Pembunuh Wanita di Cakung Ditangkap di Rumah Istri Kedua di Indramayu

Selasa, 14 Juni 2016 | 04:24 WIB
  • Mayat perempuan dengan kaki terikat ditemukan di got saluran air di Pulogebang, Cakung, Jakarta Timur. (FOTO: IST/LINDO)

JAKARTA, LINDO – Kasus pembunuhan wanita di Pulogebang, Cakung, Jakarta Timur, terungkap, Senin (13/6). Pelaku sudah merencanakan pembunuhan itu.

Djaelani (34), ditangkap tim Resmob Polres Jakarta Timur pimpinan Kanit Reskrim, AKBP Sapta Marpaung, pada Minggu (12/6) sekira pukul 19:00. Ia dibekuk di rumah istri keduanya di Losarang, Indramayu, Jawa Barat. Barang bukti yang diamankan adalah HP Samsung putih dan BlackBerry milik korban .

Djaelani membunuh Suminih (sebelumnya disebut Pika) pada 11 Juni 2016. Perempuan 34 tahun itu ditemukan tak bernyawa dengan luka di leher di samping Perum Mutiara Sanggraha Pulogebang, Cakung, Jakarta Timur.

Dalam pemeriksaan diketahui tersangka menghabisi korban karena jengkel wanita itu terus mempermasalahkan utang yang belum dilunasinya. Padahal, saat itu Djaelani masih kerepotan masalah ekonomi.

Polisi menjerat tersangka dengan pasal 340 jo 365 KUHP tentang pembunuhan berencana dan pencurian dengan kekerasan. Ia terancam hukuman mati atau seumur hidup atau kurungan 20 tahun penjara.

Wanita yang ditemukan tewas di got samping Perumahan Mutiara Sanggraha RT 009/06 Pulogebang, Cakung, Jakarta Timur, merupakan penjaga warung kebab.

Seperti diketahui Suminih, (34) ditemukan sudah tak bernyawa dengan posisi mengambang di saluran air.

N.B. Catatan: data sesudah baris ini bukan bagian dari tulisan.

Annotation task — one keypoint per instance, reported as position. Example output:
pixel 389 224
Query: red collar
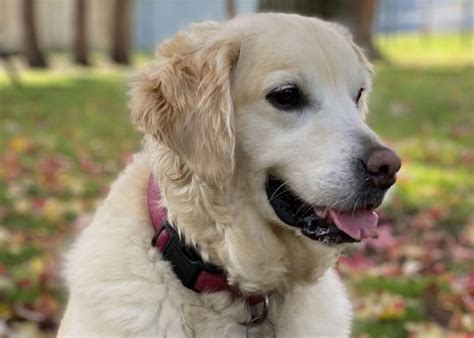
pixel 188 266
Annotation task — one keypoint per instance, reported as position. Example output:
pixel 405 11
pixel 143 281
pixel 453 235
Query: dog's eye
pixel 287 97
pixel 359 95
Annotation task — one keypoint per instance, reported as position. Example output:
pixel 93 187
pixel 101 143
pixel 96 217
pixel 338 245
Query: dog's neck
pixel 226 231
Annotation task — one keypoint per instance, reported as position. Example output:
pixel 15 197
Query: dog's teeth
pixel 321 212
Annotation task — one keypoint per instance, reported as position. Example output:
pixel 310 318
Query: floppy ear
pixel 184 100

Wanita yang kala itu mengenakan jaket kulit hitam, celana jins dan tengtop merah, di dagunya terlihat luka robek.

Berdasarkan informasi yang didapat, korban tinggal di Kampung Kedaung, Bandung, Jawa Barat. Korban sendiri diketahui telah memiliki suami dan seorang buah hati laki-laki, yang baru berusia beberapa bulan.

Di facebook korban sendiri, banyak sekali kata-kata cacian yang dituliskan dalam status jejaring sosialnya. Belum diketahui kata-kata kasar yang dituliskan korban ditujukan untuk siapa. Pasalnya, status yang baru diperbaharuinya pada 1 Mei 2016 lalu bertuliskan “tukang bohong itu klo udah sekali bohong, pasti bakal bohong terus dan terus menerus”, tulisnya dalam akun facebook.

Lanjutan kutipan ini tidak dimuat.